Digitalisierung für kleine Spritzgießer

Back to Beiträge

Boy überrascht auf der Fakuma mit dem neuen, großen Spritzgießautomat 125 E und dem neuen Remote Service.

„Auf Wunsch vieler Kunden haben wir mit dem 125 E eine Maschine konstruiert, die statt der bisherigen lichten Weite von 430 mm zwischen den Holmen 470 mm aufweist“, erklärt Thomas Breiden, Marketingleiter bei Boy.

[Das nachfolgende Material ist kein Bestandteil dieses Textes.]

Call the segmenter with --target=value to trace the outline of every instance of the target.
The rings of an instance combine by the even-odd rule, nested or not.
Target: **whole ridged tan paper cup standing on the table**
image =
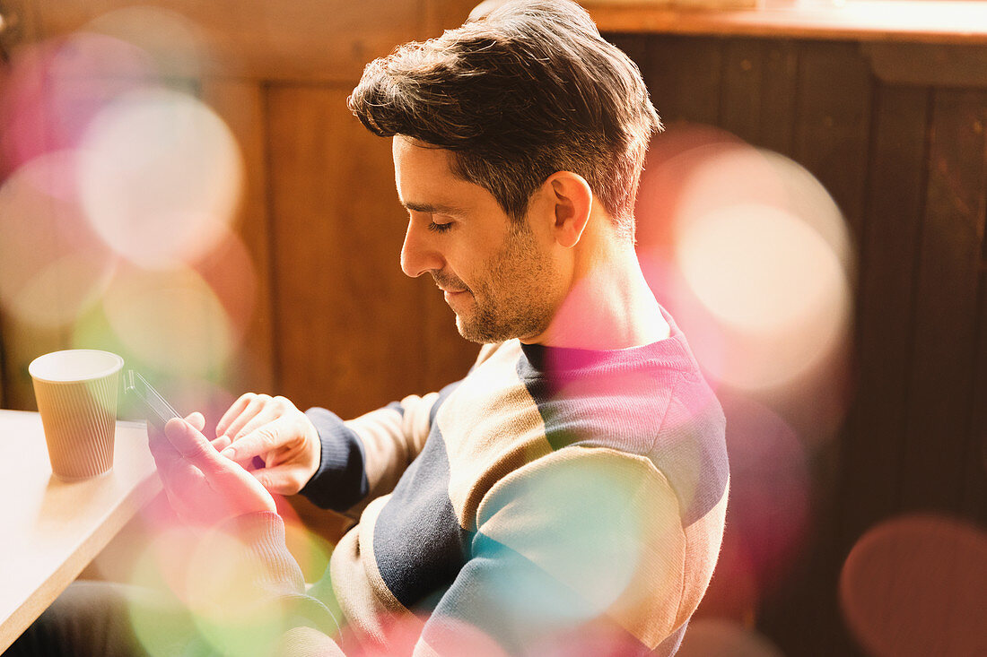
[[[114,467],[122,368],[122,358],[97,349],[52,351],[28,366],[51,472],[58,478],[84,479]]]

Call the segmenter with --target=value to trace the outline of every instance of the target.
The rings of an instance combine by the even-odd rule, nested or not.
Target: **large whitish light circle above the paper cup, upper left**
[[[244,174],[215,112],[178,92],[144,89],[95,117],[78,176],[83,208],[107,244],[141,266],[168,268],[225,237]]]

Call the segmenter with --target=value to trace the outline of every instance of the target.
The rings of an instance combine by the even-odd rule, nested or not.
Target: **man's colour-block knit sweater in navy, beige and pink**
[[[302,494],[358,522],[305,596],[279,519],[241,520],[266,591],[298,602],[291,645],[335,617],[347,653],[674,654],[729,472],[721,406],[666,320],[616,351],[487,345],[462,381],[353,420],[306,411],[322,460]]]

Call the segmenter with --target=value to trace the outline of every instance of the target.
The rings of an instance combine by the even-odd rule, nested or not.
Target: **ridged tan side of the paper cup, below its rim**
[[[35,380],[51,471],[59,478],[83,479],[114,467],[118,384],[119,370],[89,381]]]

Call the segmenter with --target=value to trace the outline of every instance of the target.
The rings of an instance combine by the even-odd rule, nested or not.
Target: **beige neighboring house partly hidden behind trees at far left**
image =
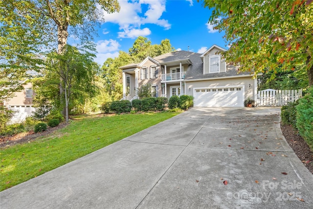
[[[4,101],[3,105],[16,111],[11,122],[22,122],[27,116],[32,115],[33,108],[33,98],[35,93],[32,89],[32,84],[23,81],[24,90],[21,92],[16,92],[15,95],[8,101]]]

Darüber hinaus wurde der maximale Plattenabstand serienmäßig auf 825 mm erweitert. „Damit haben Kunden nun mehr Platz zur Verfügung, zum Beispiel bei dem Einsatz von Drehtellern oder größeren, komplexen Werkzeugen.“ Auf die Frage, ob Boy in Zukunft auch noch größere Maschinen anbieten wolle, stellte Breiden indes klar, dass dies sicher nicht der Fall sein werde: „Dann müssten wir das gesamte Maschinenkonzept ändern. Das wäre nicht nur einfach eine neue Maschinengröße für uns, sondern ein Quantensprung. Außerdem müssten wir dafür neue Produktionskapazitäten aufbauen.“

Auch das Thema Digitalisierung fokussiert der Maschinenbauer aus Neustadt-Fernthal. „Aber anders als unsere Wettbewerber wollen wir die Digitalisierung für kleine und mittlere Spritzgießbetriebe praktikabel machen“, so Alfred Schiffer, Geschäftsführender Gesellschafter von Boy. „Digitalisierung muss für die Kunden auch ohne hochspezialisierte IT-Leute umsetzbar sein.“

Remote Service mit mobiler Videokonferenz

Deshalb setzt das Unternehmen bei seinem neuen Boy Remote Service (BRS) auf mobile Videokonferenzen, smarte Ferndiagnose und interaktiven Support. Über ein Smartphone und über eine per WebRTC-Protokoll gesicherte Internetplattform ist es möglich, Live-Bilder von der Kundenmaschine online mit der Servicezentrale in Neustadt-Fernthal zu teilen. Über ein Headset erfolgt die verbale Kommunikation des Bedieners vor Ort mit der Boy-Servicezentrale. Die Experten schauen quasi vor Ort über die Schulter des Betrachters auf die Spritzgießmaschine und ermöglichen so eine geführte Unterstützung des Kunden. Alternativ kann der Kunde auch eine Datenbrille nutzen.

Der Kunde bekommt von der Servicezentrale einen kostenpflichtigen Link auf sein Smartphone gesendet. Mittels einer verschlüsselten Internetverbindung werden die realen Bilder der Smartphone-Kamera in die Service-Zentrale von Boy übertragen. So kann der Kunde auch ohne den Einsatz eines Servicetechnikers beispielsweise Probleme bei der Teileproduktion bildlich dokumentieren und bekommt per Sprachausgabe über sein eigenes Smartphone eine direkte Unterstützung durch einen Hotline-Spezialisten.

„Das Beseitigen von Einstellungsproblemen, die direkte Fehler- oder Schadensermittlung und das schnelle Bestellen der erforderlichen Ersatzteile werden mit dem Remote Service auf ein Minimum an Zeitaufwand reduziert“, erklärt Schiffer.

Abgerechnet wird dieser Online-Support je nach Dauer über einen bereits festgelegten Stundensatz. Wartezeiten bis zum Eintreffen des Servicetechnikers, der dann mit seinen Dienstleistungen beginnt, lassen sich so minimieren. Zudem könnte der Einsatz des Boy-Mitarbeiters lediglich auf die Fehlerbeseitigung oder Einbau von Ersatzteilen reduziert werden, wenn die Schadensermittlung zuvor online über den BRS vom Kunden vorgenommen wurde.